ANKARA
British Prime Minister David Cameron and Scottish First Minister Nicola Sturgeon have met for the first time after last week’s general election to discuss further devolved powers to Scotland.
Cameron said on Friday he would consider increasing Scotland’s tax and welfare powers in a new devolution bill set to be put before parliament by the end of this month, after Sturgeon complained that the Smith commission proposals did not go far enough.
The Smith commission was set up after last year’s failed Scottish independence referendum to lay out which further powers should be devolved to the Scottish Parliament.
Having won 56 of the 59 Scottish seats in last week’s general election, Sturgeon’s left-of-center separatist Scottish National Party said the proposals were only a “good starting point.”
Sturgeon said in terms of devolution she was prioritizing business taxes, employment law and control over the minimum wage and welfare policy.
"David Cameron and I are a world apart politically but, where we can, I'm determined to do business in the interests of the people of Scotland and across the U.K.," she told the BBC.
Talking to Sky News after their meeting in Edinburgh, Cameron said the bill “gives massive tax and spending powers to the Scottish parliament, so if Scotland wants to take a different path and, for instance, raise more taxes and spend more money, it will be able to.”
The SNP have pushed for full fiscal autonomy, a move previously resisted by the Cameron’s center-right Conservative Party, which won an outright majority last week.
"Let's make sure Smith is implemented in full. I'm going to keep the commitment I made to the people of Scotland.

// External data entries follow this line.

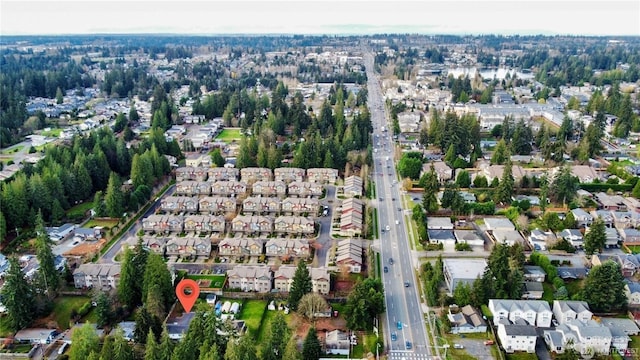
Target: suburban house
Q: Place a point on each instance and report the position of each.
(583, 218)
(252, 174)
(467, 320)
(35, 336)
(540, 240)
(289, 175)
(294, 225)
(610, 202)
(240, 247)
(188, 247)
(632, 290)
(297, 206)
(228, 188)
(204, 223)
(532, 290)
(261, 205)
(270, 188)
(322, 175)
(573, 236)
(163, 223)
(287, 248)
(191, 173)
(250, 278)
(458, 271)
(586, 337)
(353, 186)
(98, 276)
(567, 311)
(620, 330)
(216, 205)
(517, 337)
(320, 279)
(337, 342)
(223, 174)
(351, 218)
(534, 312)
(252, 224)
(187, 187)
(349, 254)
(305, 189)
(470, 237)
(629, 263)
(442, 170)
(152, 243)
(630, 236)
(439, 223)
(534, 273)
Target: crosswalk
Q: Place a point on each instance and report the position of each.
(410, 355)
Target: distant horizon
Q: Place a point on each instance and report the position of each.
(321, 17)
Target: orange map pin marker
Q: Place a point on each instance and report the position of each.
(187, 292)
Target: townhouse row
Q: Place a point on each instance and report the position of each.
(574, 327)
(234, 188)
(252, 204)
(252, 174)
(262, 279)
(249, 224)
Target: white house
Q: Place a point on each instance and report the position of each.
(517, 338)
(535, 312)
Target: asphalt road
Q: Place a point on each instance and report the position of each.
(109, 256)
(404, 316)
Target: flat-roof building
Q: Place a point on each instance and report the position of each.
(457, 271)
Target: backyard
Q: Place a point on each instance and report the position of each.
(230, 135)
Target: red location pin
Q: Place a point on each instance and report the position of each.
(187, 292)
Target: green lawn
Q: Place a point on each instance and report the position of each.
(547, 295)
(229, 135)
(635, 249)
(522, 356)
(62, 309)
(252, 312)
(216, 280)
(104, 223)
(78, 211)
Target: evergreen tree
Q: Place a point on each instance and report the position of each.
(275, 343)
(505, 188)
(596, 237)
(311, 349)
(48, 275)
(18, 297)
(151, 349)
(84, 341)
(114, 199)
(300, 286)
(291, 352)
(604, 288)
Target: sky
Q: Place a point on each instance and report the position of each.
(504, 17)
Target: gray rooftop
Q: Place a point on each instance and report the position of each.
(465, 268)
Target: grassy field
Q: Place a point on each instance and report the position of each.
(104, 223)
(78, 211)
(252, 312)
(62, 309)
(216, 280)
(229, 135)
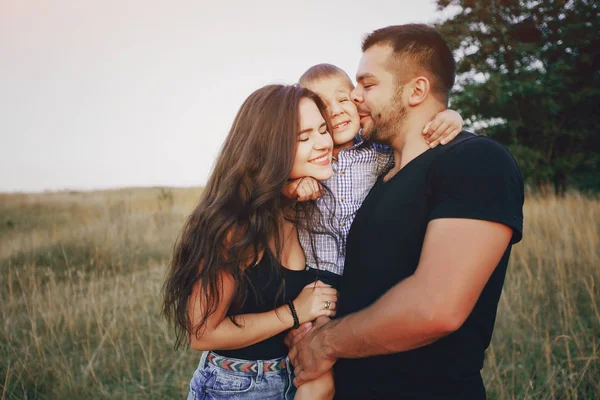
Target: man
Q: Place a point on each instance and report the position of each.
(428, 249)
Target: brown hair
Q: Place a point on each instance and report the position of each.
(322, 71)
(241, 208)
(425, 46)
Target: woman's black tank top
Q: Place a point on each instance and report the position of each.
(262, 292)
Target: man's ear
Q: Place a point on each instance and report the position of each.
(419, 90)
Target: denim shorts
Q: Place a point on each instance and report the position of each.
(211, 382)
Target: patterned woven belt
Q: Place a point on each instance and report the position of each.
(249, 366)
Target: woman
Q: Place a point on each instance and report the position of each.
(237, 280)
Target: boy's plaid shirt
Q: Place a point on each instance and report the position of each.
(354, 173)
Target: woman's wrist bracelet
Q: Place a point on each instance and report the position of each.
(294, 315)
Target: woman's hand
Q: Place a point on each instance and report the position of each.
(314, 300)
(443, 128)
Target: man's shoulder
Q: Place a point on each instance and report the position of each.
(468, 147)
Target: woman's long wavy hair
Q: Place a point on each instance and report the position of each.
(241, 209)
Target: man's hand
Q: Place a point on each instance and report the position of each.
(295, 335)
(303, 189)
(307, 353)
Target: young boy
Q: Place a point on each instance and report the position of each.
(357, 164)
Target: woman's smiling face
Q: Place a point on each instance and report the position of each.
(314, 145)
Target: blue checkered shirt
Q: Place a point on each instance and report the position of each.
(355, 171)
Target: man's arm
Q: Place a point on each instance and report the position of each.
(458, 258)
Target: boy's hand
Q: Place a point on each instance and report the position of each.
(303, 189)
(443, 128)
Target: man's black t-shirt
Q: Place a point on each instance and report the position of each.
(472, 177)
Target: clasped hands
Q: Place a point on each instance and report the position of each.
(307, 352)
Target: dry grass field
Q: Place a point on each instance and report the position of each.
(80, 277)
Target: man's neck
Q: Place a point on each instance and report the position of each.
(408, 144)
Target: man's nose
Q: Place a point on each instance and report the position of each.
(335, 109)
(356, 95)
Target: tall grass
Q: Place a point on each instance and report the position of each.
(80, 276)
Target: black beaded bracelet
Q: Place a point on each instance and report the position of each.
(294, 315)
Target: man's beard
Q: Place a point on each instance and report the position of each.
(384, 129)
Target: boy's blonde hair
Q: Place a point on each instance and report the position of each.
(322, 71)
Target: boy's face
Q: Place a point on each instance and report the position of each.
(335, 92)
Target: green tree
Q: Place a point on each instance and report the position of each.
(529, 76)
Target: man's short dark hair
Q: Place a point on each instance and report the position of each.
(425, 46)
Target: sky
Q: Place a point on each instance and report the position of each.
(101, 94)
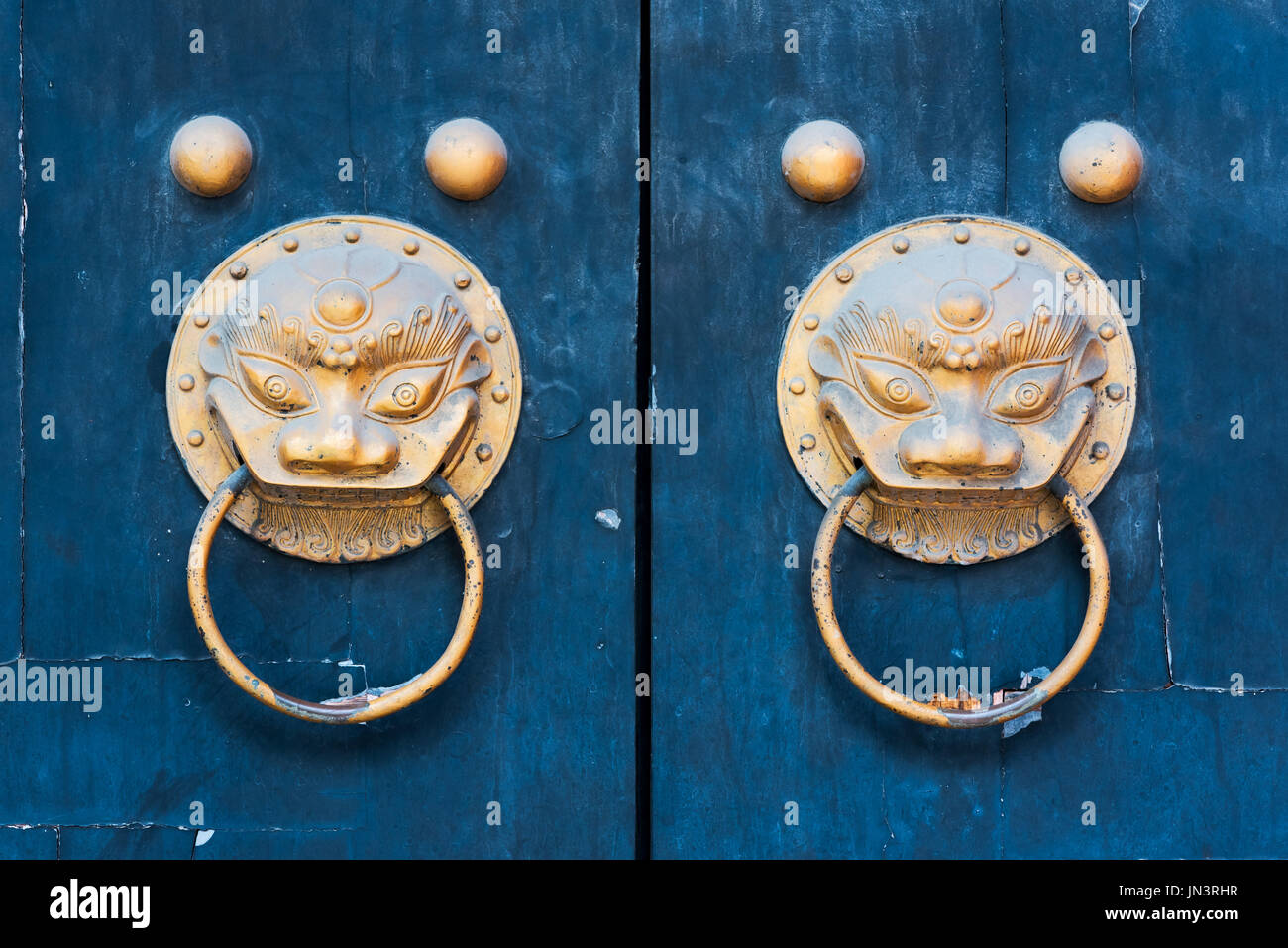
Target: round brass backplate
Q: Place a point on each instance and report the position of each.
(966, 361)
(346, 361)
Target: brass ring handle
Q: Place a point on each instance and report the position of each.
(824, 609)
(369, 704)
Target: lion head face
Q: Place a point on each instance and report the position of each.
(969, 388)
(364, 382)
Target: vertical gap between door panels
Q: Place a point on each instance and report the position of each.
(643, 478)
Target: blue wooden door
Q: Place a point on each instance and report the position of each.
(528, 750)
(1170, 742)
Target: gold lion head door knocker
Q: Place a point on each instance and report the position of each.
(343, 389)
(957, 389)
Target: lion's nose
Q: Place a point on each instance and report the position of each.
(338, 445)
(979, 449)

Let's get that done first because it does create a really strong Scottish Parliament,” Cameron told the BBC.
"Of course, if people want to make future proposals I'll look at them," he added, hinting at a softening of his party’s position.
Sturgeon told the BBC that the meeting was “constructive and business-like.”
“We will put forward proposals for devolution further than the commission proposals. The prime minister says they will consider those proposals,” she told Sky News. “I’m not going to put words into his mouth and say he’s agreed any specific proposals.”
Second referendum
The Guardian newspaper claimed earlier in the day that the SNP would stage a second unofficial independence referendum without legal approval or Cameron’s approval.
Scottish Deputy First Minster John Swinney rejected the claims in the strongest of terms.
“There’s nothing, absolutely nothing, that I can claim from the general election last Thursday that gives us any right to hold a second referendum on the independence question,” the SNP member of the Scottish parliament told BBC Radio Scotland.
“I don’t think this is remotely on the cards,” Cameron told the BBC when asked about a second independence referendum.
“I tend to take at face value what [former SNP leader] Alex Salmond says on the record, rather than off the record, that this was a once-in-a-generation, potentially once-in-a-lifetime opportunity. I am sticking with that.”